September 9, 1904

Robert Palmer has purchased a building lot of Mrs. Margaret Prettyman on Chestnut Street. A very desirable location, and it will make a pretty home.

Miss Maggie Ellingsworth, formerly saleslady in C. H. Atkins’ store, now of New York City, with her friend, are the guests of Milton.

The town has built some well curbs, which it proposes to settle on Chestnut in order to drain a little piece of that section which cannot without a great deal of expense the emptied into the branch.

Isaiah Culver, formerly station agent at the Queen Anne Railroad, who some time ago tendered his resignation to the company, has been relieved from his duties here, and has gone into the shirt and overall business with Messrs. Douglass & White.

E. N. Lofland’s steam yacht, the Ralph Welch, is now engaged on the Broadkiln: and Captain Lofland is very proud of his new craft.

At the Democratic primary held on Saturday afternoon, Charles G. Waples, Somerset Reed and James Tarr were elected delegates to attend the Dover convention.

Lightning struck–or rather ran down the track at the Lofland brick works on Thursday; shocking nearly all of the workmen, and tearing the shoe off from a Negro. No damage was done to the works.

This is certainly a dull time on Milton. It is true the factories are running but mechanical work is at a standstill. The steamer create some excitement upon her arrival and departure, but otherwise stagnation reign.

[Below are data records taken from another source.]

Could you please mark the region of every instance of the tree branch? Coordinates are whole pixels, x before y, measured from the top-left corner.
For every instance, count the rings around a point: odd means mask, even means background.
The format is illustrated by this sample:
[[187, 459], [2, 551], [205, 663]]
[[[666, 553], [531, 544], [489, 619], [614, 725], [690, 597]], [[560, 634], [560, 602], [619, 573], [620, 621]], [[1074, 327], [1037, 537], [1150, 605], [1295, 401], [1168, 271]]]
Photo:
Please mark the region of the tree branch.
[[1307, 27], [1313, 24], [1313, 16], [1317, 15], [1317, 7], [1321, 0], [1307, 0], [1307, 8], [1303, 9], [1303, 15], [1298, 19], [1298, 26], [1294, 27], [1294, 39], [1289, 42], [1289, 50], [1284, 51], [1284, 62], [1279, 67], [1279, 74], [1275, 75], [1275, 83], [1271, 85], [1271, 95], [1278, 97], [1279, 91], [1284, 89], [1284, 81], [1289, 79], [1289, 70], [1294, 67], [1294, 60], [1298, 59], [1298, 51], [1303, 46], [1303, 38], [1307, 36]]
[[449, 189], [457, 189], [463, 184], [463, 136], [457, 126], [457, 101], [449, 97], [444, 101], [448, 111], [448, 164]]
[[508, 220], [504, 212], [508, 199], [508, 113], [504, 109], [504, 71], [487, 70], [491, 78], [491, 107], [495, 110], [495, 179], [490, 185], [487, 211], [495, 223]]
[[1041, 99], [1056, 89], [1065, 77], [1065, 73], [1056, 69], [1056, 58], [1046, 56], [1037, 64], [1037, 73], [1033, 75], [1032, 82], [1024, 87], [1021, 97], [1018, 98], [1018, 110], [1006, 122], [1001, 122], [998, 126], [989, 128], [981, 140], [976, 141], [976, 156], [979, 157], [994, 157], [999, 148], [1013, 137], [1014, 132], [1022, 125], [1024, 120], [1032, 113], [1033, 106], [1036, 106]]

The yacht Fanny, recently purchased by Captain Mumford, of Virginia, from ex-State senator F. C. Maull, of Lewes, and has been undergoing a change at Scull’s shipyard is now nearly completed, and will soon be ready to be sent to her new waters in Virginia.

Tomatoes have been caught this week for 10 to 12¢ per basket; peaches from 40 to 60¢ per basket.

Captain James Bennum died at his home in this town on Sunday afternoon age 81 years; funeral was held at his late residence on Tuesday afternoon, and interment made in the M. E. Cemetery. Rev. L. P. Cannon and G. W. Hines conducted the last sad rites, and J. B. Atkins was funeral director. In the early part of his life, Captain Bennett was engaged in the Cuban trade, was subsequently pilot on the steamer which ran from Mahon’s River to New York during the peach season, getting her freight from Frederica and other points nearby. During the last several years of this life–until almost two years since–he was pilot on the steamboat Republic, which ran between Philadelphia and Cape May. As a Delaware Bay pilot Captain Bennum was considered to be unsurpassed.

Mr. and Mrs. Fred Johnson and keep the watermelon party in honor of Mrs. Johnson’s sister, Miss Maggie Ellingsworth, and friend of New York. The party was not only enjoyed by the visiting young ladies, but by many of their friends of town. It was held on Friday evening.

Professor W. G. Fearing is repainting the P. E. Church.

Last week a part of the officers of the river cannery, chartered E. L. Lofland’s launch for a beach party. The gay company were chaperoned by professor W. G. Fearing, was is also an “old sea dog” and a most enjoyable time was experienced.

John and William lank of Philadelphia, came down on Friday per steamer, and spent Saturday and Sunday with their mother, grandmother and brother, trust officer of the Milton branch of the S. S. T. & D. Co.

Edward Atkins engaged in the refrigerator business in New York is visiting his parents.

Presiding elder Morgan preached at Zion M. E. Church on Sunday.